When you position against direct competitors, you're playing a game where the rules are already set. You're arguing about features, price, speed, or service quality—dimensions the market already understands and expects. You win by being slightly better on metrics that matter less than you think. You lose by being slightly worse. Either way, you're trapped in a conversation that commoditizes your work.

But when a prospect decides not to buy your product, they're rarely choosing a competitor. They're choosing to solve the problem differently, or to live with the problem, or to build it themselves, or to hire a person instead of buying software. They're choosing an alternative that exists outside your category entirely.

That's where positioning actually lives.

Consider how Slack positioned itself. The obvious competitors were other team communication tools—IRC, Jabber, internal messaging systems. Slack could have fought on speed, features, or integration count. Instead, they positioned against email and fragmented communication workflows. They weren't competing with other chat apps; they were competing with the status quo of how work actually got done. That positioning made them category-defining because it spoke to a problem people felt but hadn't named.

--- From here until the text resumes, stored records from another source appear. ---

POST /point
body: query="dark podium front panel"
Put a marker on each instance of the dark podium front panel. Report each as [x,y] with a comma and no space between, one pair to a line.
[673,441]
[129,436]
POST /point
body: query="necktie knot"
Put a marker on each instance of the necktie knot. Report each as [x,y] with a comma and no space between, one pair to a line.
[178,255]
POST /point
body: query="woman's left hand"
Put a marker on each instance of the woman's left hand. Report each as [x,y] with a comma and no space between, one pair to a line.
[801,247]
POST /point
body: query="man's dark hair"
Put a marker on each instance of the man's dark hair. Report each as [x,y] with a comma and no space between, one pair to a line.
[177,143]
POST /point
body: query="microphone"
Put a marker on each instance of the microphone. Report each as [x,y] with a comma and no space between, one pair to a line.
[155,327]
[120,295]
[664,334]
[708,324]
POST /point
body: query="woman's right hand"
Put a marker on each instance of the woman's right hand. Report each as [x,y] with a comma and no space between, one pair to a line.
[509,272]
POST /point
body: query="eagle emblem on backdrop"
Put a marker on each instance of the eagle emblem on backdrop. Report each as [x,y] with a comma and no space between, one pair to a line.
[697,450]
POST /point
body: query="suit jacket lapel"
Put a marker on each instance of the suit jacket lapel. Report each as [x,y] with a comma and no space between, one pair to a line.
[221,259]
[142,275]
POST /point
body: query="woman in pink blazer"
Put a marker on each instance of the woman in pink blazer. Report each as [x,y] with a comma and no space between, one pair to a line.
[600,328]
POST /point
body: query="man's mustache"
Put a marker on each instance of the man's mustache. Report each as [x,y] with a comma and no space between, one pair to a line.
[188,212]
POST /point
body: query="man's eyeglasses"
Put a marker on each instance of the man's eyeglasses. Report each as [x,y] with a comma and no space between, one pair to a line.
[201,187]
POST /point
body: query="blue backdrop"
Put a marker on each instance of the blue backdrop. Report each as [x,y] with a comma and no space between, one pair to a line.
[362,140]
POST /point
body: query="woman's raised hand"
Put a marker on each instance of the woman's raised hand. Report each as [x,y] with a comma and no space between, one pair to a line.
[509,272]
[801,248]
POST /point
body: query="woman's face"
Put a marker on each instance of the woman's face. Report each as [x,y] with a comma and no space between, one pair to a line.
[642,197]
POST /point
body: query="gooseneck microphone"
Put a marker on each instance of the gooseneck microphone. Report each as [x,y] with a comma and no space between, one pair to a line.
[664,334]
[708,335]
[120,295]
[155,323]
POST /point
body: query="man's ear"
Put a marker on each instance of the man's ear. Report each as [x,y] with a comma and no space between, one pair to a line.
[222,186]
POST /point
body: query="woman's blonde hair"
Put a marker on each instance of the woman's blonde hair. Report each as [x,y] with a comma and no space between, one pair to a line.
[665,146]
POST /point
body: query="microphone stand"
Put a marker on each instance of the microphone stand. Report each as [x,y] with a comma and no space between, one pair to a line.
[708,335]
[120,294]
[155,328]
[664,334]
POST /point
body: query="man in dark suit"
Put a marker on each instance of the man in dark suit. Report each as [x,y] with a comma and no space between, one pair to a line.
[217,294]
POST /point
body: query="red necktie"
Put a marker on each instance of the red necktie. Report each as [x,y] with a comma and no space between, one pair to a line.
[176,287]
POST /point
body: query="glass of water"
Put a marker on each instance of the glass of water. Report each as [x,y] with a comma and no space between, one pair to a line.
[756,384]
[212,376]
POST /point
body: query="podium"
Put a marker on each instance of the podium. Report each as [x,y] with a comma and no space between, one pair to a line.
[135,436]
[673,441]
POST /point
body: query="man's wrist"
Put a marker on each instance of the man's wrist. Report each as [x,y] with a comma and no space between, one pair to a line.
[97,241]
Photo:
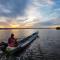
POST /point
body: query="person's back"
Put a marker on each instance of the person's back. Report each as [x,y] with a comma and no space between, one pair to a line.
[12,41]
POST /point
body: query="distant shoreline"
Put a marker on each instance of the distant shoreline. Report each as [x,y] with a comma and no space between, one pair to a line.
[27,28]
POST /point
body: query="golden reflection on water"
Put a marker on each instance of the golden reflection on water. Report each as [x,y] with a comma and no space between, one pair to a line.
[19,33]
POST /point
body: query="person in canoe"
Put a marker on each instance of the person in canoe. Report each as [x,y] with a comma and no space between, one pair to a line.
[12,41]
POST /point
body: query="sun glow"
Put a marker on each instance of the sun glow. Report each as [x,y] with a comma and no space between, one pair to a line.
[14,25]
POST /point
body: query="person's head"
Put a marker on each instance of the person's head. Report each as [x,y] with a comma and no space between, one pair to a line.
[12,35]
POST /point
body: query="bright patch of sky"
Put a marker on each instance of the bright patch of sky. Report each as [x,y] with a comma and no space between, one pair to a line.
[37,11]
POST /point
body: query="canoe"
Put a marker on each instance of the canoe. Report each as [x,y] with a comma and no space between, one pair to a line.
[22,44]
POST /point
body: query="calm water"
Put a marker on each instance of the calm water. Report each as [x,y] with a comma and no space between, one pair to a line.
[49,40]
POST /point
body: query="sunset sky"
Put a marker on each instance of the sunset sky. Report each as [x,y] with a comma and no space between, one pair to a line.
[18,13]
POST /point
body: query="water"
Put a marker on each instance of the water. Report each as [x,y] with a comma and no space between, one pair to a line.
[48,41]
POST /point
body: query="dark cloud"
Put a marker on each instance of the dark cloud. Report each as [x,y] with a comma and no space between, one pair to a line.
[13,7]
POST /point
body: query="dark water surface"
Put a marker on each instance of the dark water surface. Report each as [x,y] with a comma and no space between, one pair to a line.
[48,41]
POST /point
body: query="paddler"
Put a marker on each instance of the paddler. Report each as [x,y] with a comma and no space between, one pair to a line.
[12,41]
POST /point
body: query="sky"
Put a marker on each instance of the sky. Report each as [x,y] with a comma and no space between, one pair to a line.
[43,12]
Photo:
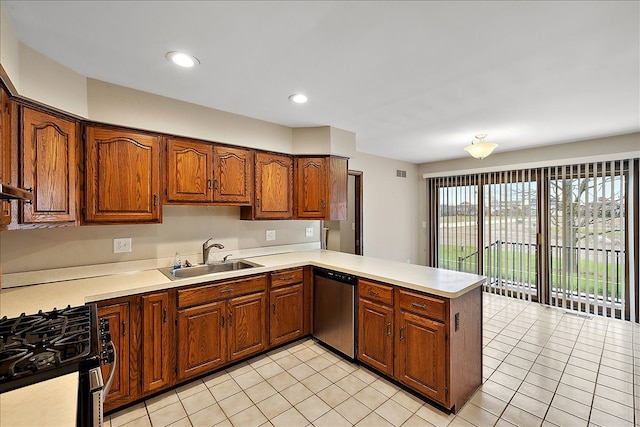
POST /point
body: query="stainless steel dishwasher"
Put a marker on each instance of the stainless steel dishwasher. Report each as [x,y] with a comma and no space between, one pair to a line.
[334,310]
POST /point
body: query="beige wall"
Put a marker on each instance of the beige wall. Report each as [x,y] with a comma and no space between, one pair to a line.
[129,107]
[51,83]
[390,206]
[389,202]
[9,46]
[184,229]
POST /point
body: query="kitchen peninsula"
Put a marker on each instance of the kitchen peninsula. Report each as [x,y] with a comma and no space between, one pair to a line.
[429,340]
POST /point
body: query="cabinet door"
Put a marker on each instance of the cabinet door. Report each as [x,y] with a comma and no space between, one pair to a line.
[421,358]
[232,175]
[49,165]
[189,171]
[375,343]
[247,325]
[122,176]
[121,390]
[5,152]
[202,343]
[286,318]
[274,187]
[156,342]
[311,187]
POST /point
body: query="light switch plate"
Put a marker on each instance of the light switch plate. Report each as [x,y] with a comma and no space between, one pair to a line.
[122,245]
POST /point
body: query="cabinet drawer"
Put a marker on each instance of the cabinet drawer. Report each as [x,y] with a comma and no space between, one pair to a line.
[423,305]
[286,277]
[221,290]
[375,291]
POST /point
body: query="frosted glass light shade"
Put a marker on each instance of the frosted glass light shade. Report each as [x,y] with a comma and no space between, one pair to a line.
[481,149]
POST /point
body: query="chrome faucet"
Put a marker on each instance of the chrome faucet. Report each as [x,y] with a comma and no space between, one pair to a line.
[206,248]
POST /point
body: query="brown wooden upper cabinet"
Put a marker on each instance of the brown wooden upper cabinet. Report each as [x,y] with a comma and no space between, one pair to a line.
[5,152]
[321,188]
[122,176]
[273,188]
[232,175]
[189,171]
[200,172]
[49,167]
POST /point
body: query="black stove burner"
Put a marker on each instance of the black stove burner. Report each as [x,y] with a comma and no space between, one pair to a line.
[31,344]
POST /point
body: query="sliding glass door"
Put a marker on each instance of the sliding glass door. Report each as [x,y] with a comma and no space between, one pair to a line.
[558,235]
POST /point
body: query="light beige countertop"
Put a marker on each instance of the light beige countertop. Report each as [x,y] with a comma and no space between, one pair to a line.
[46,296]
[103,285]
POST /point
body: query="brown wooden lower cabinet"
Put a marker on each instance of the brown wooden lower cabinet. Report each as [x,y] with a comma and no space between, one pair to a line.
[421,357]
[430,344]
[123,387]
[375,340]
[247,325]
[157,342]
[202,339]
[286,314]
[435,347]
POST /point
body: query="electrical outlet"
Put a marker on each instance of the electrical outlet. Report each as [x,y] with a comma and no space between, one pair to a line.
[270,235]
[122,245]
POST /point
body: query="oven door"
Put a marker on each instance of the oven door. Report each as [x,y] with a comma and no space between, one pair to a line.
[51,402]
[94,388]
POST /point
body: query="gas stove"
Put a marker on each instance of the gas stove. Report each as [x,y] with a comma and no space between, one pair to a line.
[37,347]
[47,344]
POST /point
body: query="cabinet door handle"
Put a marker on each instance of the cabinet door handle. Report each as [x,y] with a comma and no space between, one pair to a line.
[420,306]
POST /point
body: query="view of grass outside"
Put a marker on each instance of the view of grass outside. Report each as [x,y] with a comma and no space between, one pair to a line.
[585,235]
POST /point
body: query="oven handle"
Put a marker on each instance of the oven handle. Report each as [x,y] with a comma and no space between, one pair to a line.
[114,365]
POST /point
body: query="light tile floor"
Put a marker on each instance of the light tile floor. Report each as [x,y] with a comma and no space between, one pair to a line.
[542,366]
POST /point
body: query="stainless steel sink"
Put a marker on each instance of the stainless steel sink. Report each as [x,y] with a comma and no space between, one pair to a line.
[201,270]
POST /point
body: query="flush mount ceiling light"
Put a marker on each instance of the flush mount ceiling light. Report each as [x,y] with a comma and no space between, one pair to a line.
[182,59]
[298,98]
[480,149]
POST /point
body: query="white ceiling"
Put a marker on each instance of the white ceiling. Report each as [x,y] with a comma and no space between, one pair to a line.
[414,80]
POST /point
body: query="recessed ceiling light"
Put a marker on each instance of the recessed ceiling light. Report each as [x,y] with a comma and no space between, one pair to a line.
[298,98]
[182,59]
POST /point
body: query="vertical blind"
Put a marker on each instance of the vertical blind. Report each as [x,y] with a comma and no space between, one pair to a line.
[559,235]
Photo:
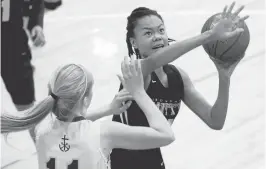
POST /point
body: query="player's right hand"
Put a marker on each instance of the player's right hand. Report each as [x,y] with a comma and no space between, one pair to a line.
[132,79]
[121,102]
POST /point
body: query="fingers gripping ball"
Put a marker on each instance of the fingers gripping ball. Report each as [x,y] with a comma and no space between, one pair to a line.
[230,49]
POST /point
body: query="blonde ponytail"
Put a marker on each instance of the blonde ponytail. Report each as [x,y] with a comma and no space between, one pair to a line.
[11,123]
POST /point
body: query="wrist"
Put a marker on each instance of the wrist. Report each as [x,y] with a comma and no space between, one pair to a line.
[224,77]
[138,93]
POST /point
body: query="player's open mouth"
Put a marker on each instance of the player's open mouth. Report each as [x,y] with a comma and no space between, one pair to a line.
[158,46]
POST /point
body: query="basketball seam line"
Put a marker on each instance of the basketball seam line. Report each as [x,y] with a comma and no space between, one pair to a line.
[231,45]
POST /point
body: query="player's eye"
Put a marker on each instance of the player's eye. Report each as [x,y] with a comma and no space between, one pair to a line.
[162,30]
[148,33]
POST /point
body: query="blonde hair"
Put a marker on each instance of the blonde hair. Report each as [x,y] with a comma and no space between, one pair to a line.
[67,87]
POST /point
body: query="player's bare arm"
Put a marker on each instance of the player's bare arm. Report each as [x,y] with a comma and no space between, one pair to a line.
[35,25]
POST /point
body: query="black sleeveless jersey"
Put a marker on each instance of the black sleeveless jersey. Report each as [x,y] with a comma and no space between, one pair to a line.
[13,36]
[168,100]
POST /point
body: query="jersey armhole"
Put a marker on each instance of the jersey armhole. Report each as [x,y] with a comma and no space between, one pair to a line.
[175,69]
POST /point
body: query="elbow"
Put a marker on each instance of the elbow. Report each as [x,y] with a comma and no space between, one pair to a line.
[217,126]
[170,138]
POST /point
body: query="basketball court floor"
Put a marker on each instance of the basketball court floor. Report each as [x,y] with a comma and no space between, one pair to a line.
[92,33]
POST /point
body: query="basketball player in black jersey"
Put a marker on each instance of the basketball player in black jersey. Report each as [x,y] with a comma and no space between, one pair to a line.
[16,68]
[168,85]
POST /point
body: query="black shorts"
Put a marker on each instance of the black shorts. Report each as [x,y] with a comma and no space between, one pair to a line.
[17,73]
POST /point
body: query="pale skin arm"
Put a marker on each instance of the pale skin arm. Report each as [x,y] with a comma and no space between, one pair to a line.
[118,135]
[115,107]
[214,116]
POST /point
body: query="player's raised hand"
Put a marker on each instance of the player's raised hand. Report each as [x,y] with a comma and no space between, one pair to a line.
[225,25]
[117,106]
[37,36]
[132,79]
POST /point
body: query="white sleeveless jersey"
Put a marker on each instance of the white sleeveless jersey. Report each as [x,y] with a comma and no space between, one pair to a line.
[71,146]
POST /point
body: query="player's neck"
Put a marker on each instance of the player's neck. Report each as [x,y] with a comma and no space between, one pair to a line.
[159,71]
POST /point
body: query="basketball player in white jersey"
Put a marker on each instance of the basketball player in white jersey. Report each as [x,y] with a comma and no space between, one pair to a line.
[71,141]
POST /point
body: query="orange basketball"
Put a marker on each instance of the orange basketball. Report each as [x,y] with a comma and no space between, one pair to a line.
[230,49]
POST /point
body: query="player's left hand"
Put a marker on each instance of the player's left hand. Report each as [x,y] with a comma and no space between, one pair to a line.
[37,36]
[226,68]
[117,106]
[225,25]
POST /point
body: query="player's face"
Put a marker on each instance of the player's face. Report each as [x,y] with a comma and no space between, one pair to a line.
[150,35]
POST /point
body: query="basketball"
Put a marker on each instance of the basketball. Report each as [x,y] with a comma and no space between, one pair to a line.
[230,49]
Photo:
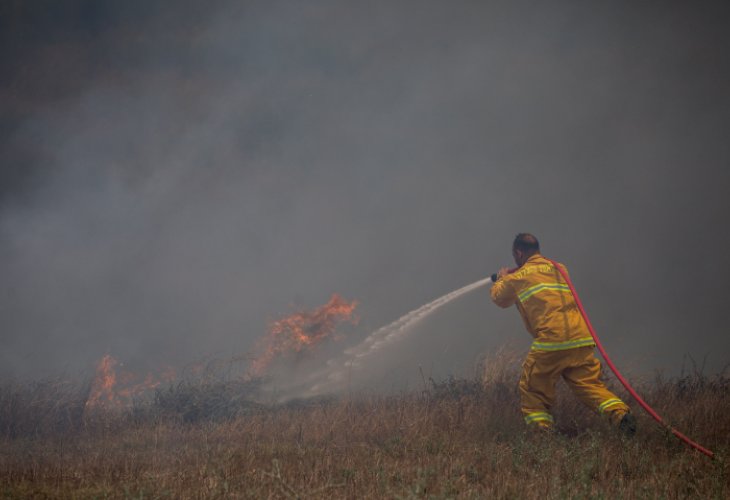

Or look at how Notion positioned itself. Project management tools existed. Note-taking apps existed. Database software existed. Notion could have competed on any of those dimensions. Instead, they positioned against the cognitive load of switching between five different tools. They competed against fragmentation itself. The positioning wasn't about being better than Asana or Evernote. It was about being the alternative to the exhausting reality of tool sprawl.

The shift requires a different kind of research. You can't find this positioning by surveying your customers about why they chose you over competitors. You need to understand what they were doing before they found you. What was the workaround? What was the friction? What did they accept as inevitable until someone showed them it wasn't?

This positioning also changes how you talk about your product. You stop leading with features and start leading with the problem that exists in the absence of your solution. You stop comparing yourself to others and start describing the world before you arrived. You make the invisible visible.

There's a secondary benefit that most brands miss: this positioning is harder to copy. When you position against a direct competitor, you're playing a game where everyone can see the board. When you position against the status quo or an alternative category, you're defining the game itself. Competitors can match your features. They can't easily match your positioning because it requires them to reframe their entire market.

The brands that own their categories aren't the ones that won the feature battle. They're the ones that changed what the battle was about.

Most positioning work fails because it starts in the wrong place. It starts by looking at competitors and asking: how are we different? It should start by looking at customers and asking: what were they doing before we existed, and why was it broken?

That question leads somewhere competitors can't follow.